We didn’t create God, God created us. The idea that we can put limits on God is crazy. The polarities that rule our world, male vs. female, good vs. bad, etc… are human concepts, not God concepts.
I think there is one message, and we all hear it. It may be subconscious for many of us, but the message is always there. (Delving into a sort of Quantum Physics now.)
The trick is that the language is in God’s language. The language of the soul, the heart, infinite. It’s NOT English!
It’s goes something like this:
It is not Gods place to adhere to Humans.
Plus, there are too many different ideas of what it takes to get to Heaven. Too much red tape.
- Catholics believe that confessing your sins, and paying your penance, will nullify them.
- Many groups believe that only their group will go to Heaven.
- The Jehovah’s Witnesses believe only 144,000 people can go to Heaven. (And you really don’t want to know what they think of the rest of us.)
- Some believe that it’s the good intent in their hearts that will send them to Heaven.
- Some groups think that if they drink the Kool-Aid they’ll be picked up by a spaceship. I guess that’s their idea of Heaven.
And how do you get to Hell? There are many ideas around this one.
- For many religions, if you sin and do not repent before you die, you’ll go to Hell.
- For others, just not being one of them will send you to Hell.
- If you watch the TV series Lucifer, people send themselves to Hell with the weight of their own guilt.

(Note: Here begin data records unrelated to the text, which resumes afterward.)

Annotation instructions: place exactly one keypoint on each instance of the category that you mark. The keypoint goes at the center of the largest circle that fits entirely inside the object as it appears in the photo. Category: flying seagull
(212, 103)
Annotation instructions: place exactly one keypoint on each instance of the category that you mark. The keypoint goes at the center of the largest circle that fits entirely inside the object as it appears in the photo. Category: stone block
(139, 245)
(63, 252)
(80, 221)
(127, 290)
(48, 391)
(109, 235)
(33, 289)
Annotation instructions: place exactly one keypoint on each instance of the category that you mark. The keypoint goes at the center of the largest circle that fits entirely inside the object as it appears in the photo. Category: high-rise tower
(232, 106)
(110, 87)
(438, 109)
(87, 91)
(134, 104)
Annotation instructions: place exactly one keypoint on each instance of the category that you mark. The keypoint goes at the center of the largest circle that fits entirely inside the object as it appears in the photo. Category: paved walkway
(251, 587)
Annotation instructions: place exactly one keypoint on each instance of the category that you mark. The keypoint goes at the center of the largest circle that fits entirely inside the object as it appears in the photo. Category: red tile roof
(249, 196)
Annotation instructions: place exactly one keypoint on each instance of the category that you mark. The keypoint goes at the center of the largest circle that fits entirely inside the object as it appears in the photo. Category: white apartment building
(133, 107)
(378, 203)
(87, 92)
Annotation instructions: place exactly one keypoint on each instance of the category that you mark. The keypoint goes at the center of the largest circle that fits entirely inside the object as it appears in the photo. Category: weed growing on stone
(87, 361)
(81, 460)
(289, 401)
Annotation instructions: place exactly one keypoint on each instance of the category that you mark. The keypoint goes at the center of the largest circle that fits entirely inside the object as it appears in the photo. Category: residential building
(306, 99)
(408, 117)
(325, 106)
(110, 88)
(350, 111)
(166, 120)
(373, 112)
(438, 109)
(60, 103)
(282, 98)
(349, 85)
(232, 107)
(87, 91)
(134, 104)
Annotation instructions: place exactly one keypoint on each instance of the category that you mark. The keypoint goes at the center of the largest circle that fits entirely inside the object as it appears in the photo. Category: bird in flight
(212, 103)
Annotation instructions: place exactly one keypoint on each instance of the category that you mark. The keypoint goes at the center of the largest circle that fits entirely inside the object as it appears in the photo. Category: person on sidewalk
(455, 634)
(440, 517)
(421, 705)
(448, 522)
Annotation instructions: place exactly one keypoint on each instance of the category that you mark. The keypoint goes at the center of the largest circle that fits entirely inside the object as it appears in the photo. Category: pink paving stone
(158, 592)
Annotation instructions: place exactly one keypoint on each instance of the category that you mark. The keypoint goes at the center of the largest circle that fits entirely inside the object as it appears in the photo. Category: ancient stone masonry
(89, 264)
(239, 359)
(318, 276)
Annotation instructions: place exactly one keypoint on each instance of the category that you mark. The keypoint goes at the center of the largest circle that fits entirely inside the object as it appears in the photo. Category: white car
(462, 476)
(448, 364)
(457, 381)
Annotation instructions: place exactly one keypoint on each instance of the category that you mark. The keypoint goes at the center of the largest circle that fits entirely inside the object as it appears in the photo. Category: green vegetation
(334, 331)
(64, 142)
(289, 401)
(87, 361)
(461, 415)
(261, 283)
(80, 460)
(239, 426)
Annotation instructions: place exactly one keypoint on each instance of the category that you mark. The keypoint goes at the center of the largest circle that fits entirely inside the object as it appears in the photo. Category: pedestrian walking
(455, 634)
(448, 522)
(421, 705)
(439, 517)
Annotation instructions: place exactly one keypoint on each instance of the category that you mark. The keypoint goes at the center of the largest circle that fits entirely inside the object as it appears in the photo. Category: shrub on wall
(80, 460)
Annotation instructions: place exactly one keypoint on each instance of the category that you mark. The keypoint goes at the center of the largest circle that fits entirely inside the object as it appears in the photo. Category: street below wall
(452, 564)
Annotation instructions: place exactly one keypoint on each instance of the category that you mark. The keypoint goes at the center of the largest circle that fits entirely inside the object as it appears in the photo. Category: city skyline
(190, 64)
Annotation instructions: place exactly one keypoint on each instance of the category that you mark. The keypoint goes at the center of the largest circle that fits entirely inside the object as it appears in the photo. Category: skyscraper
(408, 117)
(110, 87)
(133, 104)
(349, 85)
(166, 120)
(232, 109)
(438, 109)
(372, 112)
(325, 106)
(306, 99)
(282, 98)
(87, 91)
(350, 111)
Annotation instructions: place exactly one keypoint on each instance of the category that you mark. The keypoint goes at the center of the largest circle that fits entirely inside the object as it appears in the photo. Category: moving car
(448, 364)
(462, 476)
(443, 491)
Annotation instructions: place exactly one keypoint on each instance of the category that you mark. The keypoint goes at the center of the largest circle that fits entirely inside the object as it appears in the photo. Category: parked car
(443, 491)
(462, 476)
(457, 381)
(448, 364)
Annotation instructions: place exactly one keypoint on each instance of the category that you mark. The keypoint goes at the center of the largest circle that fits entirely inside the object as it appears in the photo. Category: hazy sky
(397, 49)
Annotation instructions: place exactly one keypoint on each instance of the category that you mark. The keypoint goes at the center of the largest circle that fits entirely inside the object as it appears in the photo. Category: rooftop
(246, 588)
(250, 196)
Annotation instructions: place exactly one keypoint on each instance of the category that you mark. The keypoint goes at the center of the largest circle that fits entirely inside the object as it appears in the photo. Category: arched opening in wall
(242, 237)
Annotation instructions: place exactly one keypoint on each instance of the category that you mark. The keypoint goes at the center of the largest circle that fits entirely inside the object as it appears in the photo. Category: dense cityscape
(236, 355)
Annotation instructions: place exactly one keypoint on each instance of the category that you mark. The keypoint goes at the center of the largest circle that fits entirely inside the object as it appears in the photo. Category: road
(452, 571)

- Some believe that it’s the evil in the heart that will send someone to Hell.
To all of this I ask:
- If a Serial Killer somehow believes they’re doing good, do they get to go to Heaven?
- If someone feels deep guilt over stealing a blueberry scone at the local grocery store when they were 12, do they get sent to Hell?
- If someone repeatedly does evil, but goes to confession each time, do they get to go to Heaven?
- And why would anyone believe only 144,000 people can go to Heaven?
- And especially why would anyone ever drink the Kool-Aid?
It’s all a lot of human created hogwash.
We all know people who live in Hell on Earth. And others who pray for the relief of Death. We know people who pretend Godliness, and those who find God in the mundane. I know a group of Atheists who volunteer every week in a soup kitchen. The only weeks they don’t volunteer is Thanksgiving and Christmas. Those two weeks are for the Christians.
I believe that the idea of Hell, and probably Heaven, is a concept that is used to control humans. It’s the use of fear to shape how people think and act. In our need for safety and certainty, we abdicate ourselves and our choices to those who claim authority.
It is easy to convince people. Since we became conscious, we have asked ourselves all the questions:
- What is my soul?
- Is there an afterlife?
- Where did I come from?
- Is there actually Heaven and Hell?
- Does God exist?
It’s so hard to imagine that somehow the center of us, our soul, is not somehow primary. We can’t imagine that when we die, we might just end. But none of us really know the truth. It makes us ripe for the idea of Heaven and Hell. And the presumed authority of those who claim to have heard God.
Maybe it’s time to throw away the red tape.
Maybe it’s time to start listening to God ourselves. Filter the message through what we know in our hearts is right and wrong. Maybe it’s time to live as we were meant to live. Equal to all other humans, a child of God.